André Almeida
February 08, 2022
Reading time:
Over the past 18 months, we have been on a roller-coaster ride developing futex2, a new set of system calls. As part of this prolonged effort, the futex_waitv() syscall has now successfully landed in Linux 5.16.
A followup of the initial futex syscall, this new interface aims to overcome long term issues that have been limiting the way applications use the Linux kernel. But what exactly is futex? This series of blog posts will help answer that and other questions around this tricky function.
If you've ever run strace
in a multithread program, chances are that the trace was filled with futex()

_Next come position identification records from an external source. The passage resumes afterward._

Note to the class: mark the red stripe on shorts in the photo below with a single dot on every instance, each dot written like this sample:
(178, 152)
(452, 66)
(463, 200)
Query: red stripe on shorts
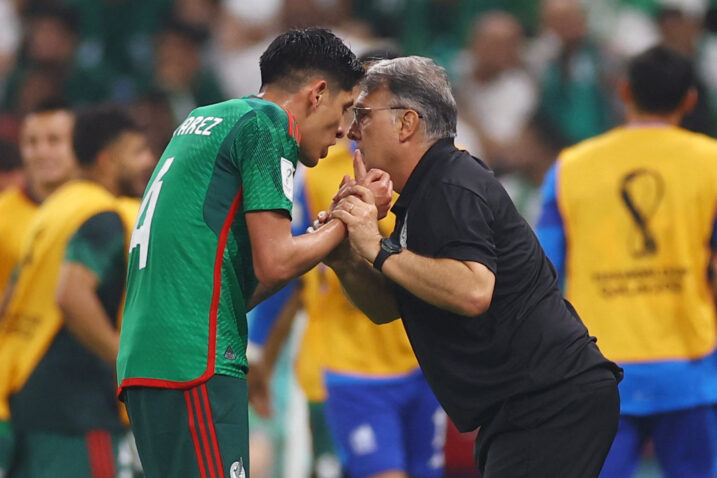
(212, 431)
(195, 438)
(203, 433)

calls. If you are a Linux gamer trying to increase the performance of your setup, you have probably heard of futex as well.
Read on as I take a deep dive into this important system call and how it is used to process synchronization functions.
Before getting into futex, we need to know which problem it solves: race condition. Since the arrival of multitasking operating systems, different tasks can now work at the same time and compete for the same resources. Using the same data at the same moment can lead to serious bugs as we will see next.
Imagine that your bank has a multithreading software to manage your account running in a single core, but failed to correctly use synchronization mechanisms. Let's say that you have 500 moneys in the bank. You want to withdraw 300 moneys and at the same time your friend wants to send you 200 moneys. Then, in the fast multithread bank system, this happens:
aux = account_balance // 500 aux += receive_money // 500 + 200 account_balance = aux // 700
aux = account_balance // 700 aux -= withdraw_money // 700 - 300 account_balance = aux // 400
All good! Everything went as expected. The kernel can order the threads in different manners. In this case, if Thread 2 went before Thread 1 the final result would be the same anyway:
aux = account_balance // 500 aux -= withdraw_money // 500 - 300 account_balance = aux // 200
aux = account_balance // 200 aux += receive_money // 200 + 200 account_balance = aux // 400
However, the scheduler preemption can interleave the execution of both threads, resulting in something like this:
aux = account_balance // 500 aux += receive_money // 500 + 200
aux = account_balance // 500 aux -= withdraw_money // 500 - 300 account_balance = aux // 200
account_balance = aux // 700
Given that both threads were sharing the same resource (account_balance
) and aren't using synchronization mechanisms, they failed to keep data consistence. Thread 2 writes 200 to account_balance
, but just after Thread 1 overwrites it with 700.
If we were in a multiprocessor machine, this issue would be even worse given that these threads can run in concurrency.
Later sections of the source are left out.